In [1]:
import tensorflow.contrib.layers as lays

def autoencoder(inputs):
    # encoder
    # 32 x 32 x 1   ->  16 x 16 x 32
    # 16 x 16 x 32  ->  8 x 8 x 16
    # 8 x 8 x 16    ->  2 x 2 x 8
    net = lays.conv2d(inputs, 32, [5, 5], stride=2, padding='SAME')
    net = lays.conv2d(net, 16, [5, 5], stride=2, padding='SAME')
    net = lays.conv2d(net, 8, [5, 5], stride=4, padding='SAME')
    # decoder
    # 2 x 2 x 8    ->  8 x 8 x 16
    # 8 x 8 x 16   ->  16 x 16 x 32
    # 16 x 16 x 32  ->  32 x 32 x 1
    net = lays.conv2d_transpose(net, 16, [5, 5], stride=4, padding='SAME')
    net = lays.conv2d_transpose(net, 32, [5, 5], stride=2, padding='SAME')
    net = lays.conv2d_transpose(net, 1, [5, 5], stride=2, padding='SAME', activation_fn=tf.nn.tanh)
    return net

Reshape and Resize a batch of images

In [2]:
import numpy as np
from skimage import transform

def resize_batch(imgs):
    # A function to resize a batch of MNIST images to (32, 32)
    # Args:
    #   imgs: a numpy array of size [batch_size, 28 X 28].
    # Returns:
    #   a numpy array of size [batch_size, 32, 32].
    imgs = imgs.reshape((-1, 28, 28, 1))
    resized_imgs = np.zeros((imgs.shape[0], 32, 32, 1))
    for i in range(imgs.shape[0]):
        resized_imgs[i, ..., 0] = transform.resize(imgs[i, ..., 0], (32, 32))
    return resized_imgs

Now we create an autoencoder, define a square error loss and an optimizer.

In [3]:
import tensorflow as tf

lr = 0.001

# input to the network (Messy images)
ae_inputs = tf.placeholder(tf.float32, (None, 32, 32, 1))

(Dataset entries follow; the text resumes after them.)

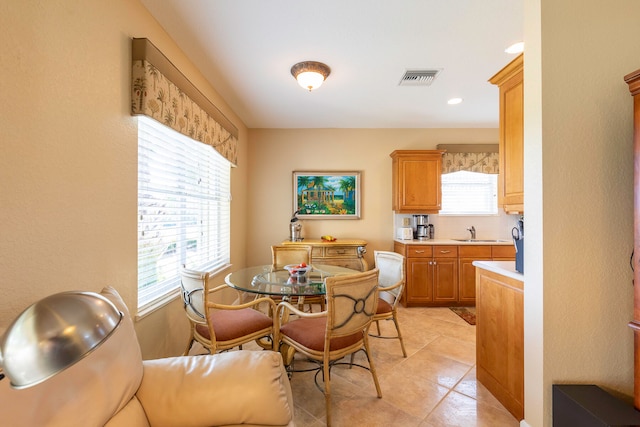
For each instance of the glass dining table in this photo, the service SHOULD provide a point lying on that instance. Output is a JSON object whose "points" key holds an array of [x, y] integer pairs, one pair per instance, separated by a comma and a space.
{"points": [[265, 281]]}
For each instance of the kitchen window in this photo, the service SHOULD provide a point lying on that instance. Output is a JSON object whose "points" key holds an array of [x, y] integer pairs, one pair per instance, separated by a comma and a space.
{"points": [[183, 211], [469, 193]]}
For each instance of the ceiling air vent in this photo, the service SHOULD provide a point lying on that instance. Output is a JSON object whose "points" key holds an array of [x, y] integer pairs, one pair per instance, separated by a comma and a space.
{"points": [[419, 77]]}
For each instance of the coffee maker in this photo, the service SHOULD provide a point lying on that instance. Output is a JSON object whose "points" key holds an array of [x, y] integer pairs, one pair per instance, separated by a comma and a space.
{"points": [[295, 227], [421, 227]]}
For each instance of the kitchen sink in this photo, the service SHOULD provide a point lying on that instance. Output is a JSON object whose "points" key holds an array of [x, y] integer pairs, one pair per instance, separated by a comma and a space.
{"points": [[481, 240]]}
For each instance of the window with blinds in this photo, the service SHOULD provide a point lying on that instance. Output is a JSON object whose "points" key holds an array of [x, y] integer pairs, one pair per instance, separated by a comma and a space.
{"points": [[469, 193], [183, 210]]}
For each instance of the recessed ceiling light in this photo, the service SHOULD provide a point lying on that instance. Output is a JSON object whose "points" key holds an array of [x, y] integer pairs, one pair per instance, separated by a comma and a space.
{"points": [[515, 48]]}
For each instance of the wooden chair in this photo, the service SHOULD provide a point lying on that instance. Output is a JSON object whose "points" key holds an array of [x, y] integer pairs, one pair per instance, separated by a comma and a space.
{"points": [[219, 326], [340, 331], [282, 255], [391, 283]]}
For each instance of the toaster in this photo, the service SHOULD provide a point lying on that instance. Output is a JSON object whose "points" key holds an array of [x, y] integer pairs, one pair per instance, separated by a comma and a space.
{"points": [[405, 233]]}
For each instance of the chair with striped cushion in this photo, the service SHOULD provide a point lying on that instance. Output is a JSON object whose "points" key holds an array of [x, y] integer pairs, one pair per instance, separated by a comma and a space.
{"points": [[218, 326], [391, 285]]}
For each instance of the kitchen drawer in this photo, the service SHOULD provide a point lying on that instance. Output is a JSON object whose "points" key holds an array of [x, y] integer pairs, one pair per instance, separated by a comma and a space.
{"points": [[473, 251], [445, 252], [341, 251], [503, 251], [415, 251]]}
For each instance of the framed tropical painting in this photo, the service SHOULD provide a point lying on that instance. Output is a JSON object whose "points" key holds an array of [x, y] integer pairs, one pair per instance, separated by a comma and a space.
{"points": [[326, 195]]}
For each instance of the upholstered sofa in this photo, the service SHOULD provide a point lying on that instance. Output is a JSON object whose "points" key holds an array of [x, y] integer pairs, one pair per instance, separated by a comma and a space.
{"points": [[114, 387]]}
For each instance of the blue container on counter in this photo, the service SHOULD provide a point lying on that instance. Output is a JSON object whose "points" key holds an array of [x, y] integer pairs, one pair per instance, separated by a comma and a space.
{"points": [[519, 254]]}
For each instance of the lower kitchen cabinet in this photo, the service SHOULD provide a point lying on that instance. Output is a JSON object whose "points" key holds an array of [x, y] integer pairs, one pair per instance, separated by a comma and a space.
{"points": [[500, 338], [443, 275], [432, 274], [467, 284]]}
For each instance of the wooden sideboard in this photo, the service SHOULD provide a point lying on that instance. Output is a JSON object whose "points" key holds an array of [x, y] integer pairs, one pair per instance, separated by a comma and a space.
{"points": [[347, 253]]}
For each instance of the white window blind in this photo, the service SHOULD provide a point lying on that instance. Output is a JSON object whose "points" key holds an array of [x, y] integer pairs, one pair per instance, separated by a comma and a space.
{"points": [[183, 209], [469, 193]]}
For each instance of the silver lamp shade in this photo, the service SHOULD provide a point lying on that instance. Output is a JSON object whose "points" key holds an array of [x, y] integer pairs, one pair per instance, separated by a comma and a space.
{"points": [[53, 334]]}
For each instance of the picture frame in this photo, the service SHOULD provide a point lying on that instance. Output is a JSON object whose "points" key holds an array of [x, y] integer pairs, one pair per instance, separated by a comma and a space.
{"points": [[326, 195]]}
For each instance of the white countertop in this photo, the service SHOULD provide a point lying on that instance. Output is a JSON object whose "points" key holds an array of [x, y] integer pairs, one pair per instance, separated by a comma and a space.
{"points": [[505, 268], [450, 242]]}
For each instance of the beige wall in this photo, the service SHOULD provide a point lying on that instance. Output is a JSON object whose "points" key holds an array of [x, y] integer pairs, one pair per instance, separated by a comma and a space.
{"points": [[274, 154], [68, 164], [579, 197]]}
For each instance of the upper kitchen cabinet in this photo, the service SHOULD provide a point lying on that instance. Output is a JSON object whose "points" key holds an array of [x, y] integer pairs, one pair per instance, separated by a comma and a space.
{"points": [[416, 181], [511, 182]]}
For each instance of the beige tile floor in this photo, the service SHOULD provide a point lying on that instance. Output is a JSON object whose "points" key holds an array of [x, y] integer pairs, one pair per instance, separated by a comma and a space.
{"points": [[434, 386]]}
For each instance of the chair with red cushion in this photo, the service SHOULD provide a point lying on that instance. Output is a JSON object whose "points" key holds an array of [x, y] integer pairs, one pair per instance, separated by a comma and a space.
{"points": [[391, 285], [342, 330], [220, 326]]}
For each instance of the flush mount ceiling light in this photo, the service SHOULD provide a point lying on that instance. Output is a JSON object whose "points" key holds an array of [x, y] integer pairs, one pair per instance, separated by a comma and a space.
{"points": [[310, 74]]}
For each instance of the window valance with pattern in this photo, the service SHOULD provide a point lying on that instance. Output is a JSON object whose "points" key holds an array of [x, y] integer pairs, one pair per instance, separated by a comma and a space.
{"points": [[159, 90], [481, 158]]}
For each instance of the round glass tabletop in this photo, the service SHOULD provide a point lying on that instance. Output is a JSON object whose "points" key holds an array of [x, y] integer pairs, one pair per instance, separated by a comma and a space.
{"points": [[262, 280]]}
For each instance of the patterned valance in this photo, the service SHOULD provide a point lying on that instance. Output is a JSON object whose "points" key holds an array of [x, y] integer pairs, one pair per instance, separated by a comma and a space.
{"points": [[470, 157], [159, 90]]}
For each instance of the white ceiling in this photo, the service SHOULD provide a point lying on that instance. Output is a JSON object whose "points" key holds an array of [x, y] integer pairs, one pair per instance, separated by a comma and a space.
{"points": [[246, 49]]}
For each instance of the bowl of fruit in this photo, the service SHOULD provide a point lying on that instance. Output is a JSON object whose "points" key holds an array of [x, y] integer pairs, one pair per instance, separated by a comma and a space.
{"points": [[298, 271]]}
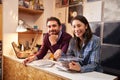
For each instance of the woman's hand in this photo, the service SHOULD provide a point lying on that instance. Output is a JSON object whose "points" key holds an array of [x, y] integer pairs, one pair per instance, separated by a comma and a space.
{"points": [[53, 39], [74, 66], [57, 54], [29, 59]]}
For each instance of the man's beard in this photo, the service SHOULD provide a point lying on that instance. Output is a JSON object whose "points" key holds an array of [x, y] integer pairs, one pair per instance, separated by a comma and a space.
{"points": [[53, 32]]}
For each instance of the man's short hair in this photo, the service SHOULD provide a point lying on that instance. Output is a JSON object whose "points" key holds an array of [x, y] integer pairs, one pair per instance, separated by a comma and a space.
{"points": [[54, 19]]}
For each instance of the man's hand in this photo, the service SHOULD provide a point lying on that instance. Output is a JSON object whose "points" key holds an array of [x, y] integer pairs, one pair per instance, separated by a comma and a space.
{"points": [[57, 54], [74, 66], [29, 59], [53, 39]]}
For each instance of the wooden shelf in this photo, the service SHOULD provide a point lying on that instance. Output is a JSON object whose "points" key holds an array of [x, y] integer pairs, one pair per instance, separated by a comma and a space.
{"points": [[30, 11], [31, 32]]}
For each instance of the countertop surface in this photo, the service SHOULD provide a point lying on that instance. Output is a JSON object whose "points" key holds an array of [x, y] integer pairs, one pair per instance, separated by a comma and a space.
{"points": [[50, 66]]}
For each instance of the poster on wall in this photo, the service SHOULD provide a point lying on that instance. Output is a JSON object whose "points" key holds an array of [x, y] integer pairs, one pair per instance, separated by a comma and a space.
{"points": [[73, 11], [73, 2], [111, 10], [111, 33], [92, 0], [92, 11], [64, 2], [96, 28]]}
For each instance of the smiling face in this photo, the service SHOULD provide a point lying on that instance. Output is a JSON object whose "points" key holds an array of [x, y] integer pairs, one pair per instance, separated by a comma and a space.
{"points": [[53, 28], [79, 28]]}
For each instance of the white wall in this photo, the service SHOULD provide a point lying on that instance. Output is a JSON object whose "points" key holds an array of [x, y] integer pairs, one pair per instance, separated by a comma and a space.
{"points": [[10, 20]]}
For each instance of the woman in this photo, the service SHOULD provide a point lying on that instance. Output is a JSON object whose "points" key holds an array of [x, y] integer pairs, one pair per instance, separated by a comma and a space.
{"points": [[84, 45]]}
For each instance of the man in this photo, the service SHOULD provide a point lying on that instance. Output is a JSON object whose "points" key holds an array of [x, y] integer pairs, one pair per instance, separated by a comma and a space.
{"points": [[55, 40]]}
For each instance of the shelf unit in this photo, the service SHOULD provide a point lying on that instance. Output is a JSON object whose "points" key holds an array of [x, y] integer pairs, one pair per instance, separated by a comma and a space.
{"points": [[30, 11]]}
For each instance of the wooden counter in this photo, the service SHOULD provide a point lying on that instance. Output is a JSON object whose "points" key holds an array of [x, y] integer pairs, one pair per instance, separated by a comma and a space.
{"points": [[15, 70]]}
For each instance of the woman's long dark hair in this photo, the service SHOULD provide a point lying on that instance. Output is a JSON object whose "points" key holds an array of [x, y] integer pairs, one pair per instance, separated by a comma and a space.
{"points": [[87, 35]]}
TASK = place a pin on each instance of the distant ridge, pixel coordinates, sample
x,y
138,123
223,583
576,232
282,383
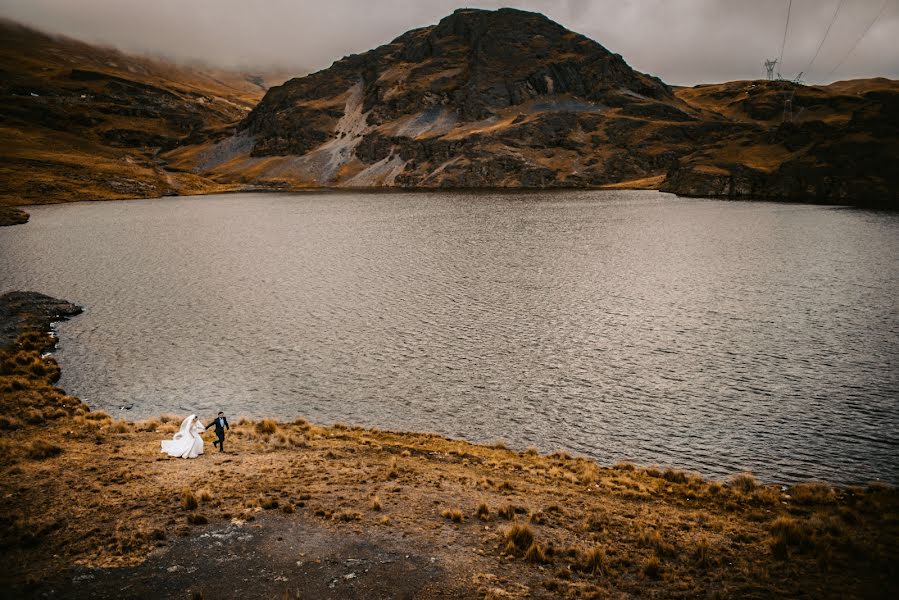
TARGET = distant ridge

# create the Autoencoder network
ae_outputs = autoencoder(ae_inputs)

# calculate the loss and optimize the network
# claculate the mean square error loss
loss = tf.reduce_mean(tf.square(ae_outputs - ae_inputs))  
train_op = tf.train.AdamOptimizer(learning_rate=lr).minimize(loss)

# initialize the network
init = tf.global_variables_initializer()

Now we can read the batches, train the network and finally test the network by reconstructing a batch of test images.

In [5]:
from tensorflow.examples.tutorials.mnist import input_data
import os
import matplotlib.pyplot as plt

batch_size = 500  # Number of samples in each batch
epoch_num = 5     # Number of epochs to train the network
lr = 0.001        # Learning rate

# read MNIST dataset
mnist = input_data.read_data_sets("/home/geoffrey/ml/ML_env/converter_vhs_pal/dataset/test/", one_hot=True)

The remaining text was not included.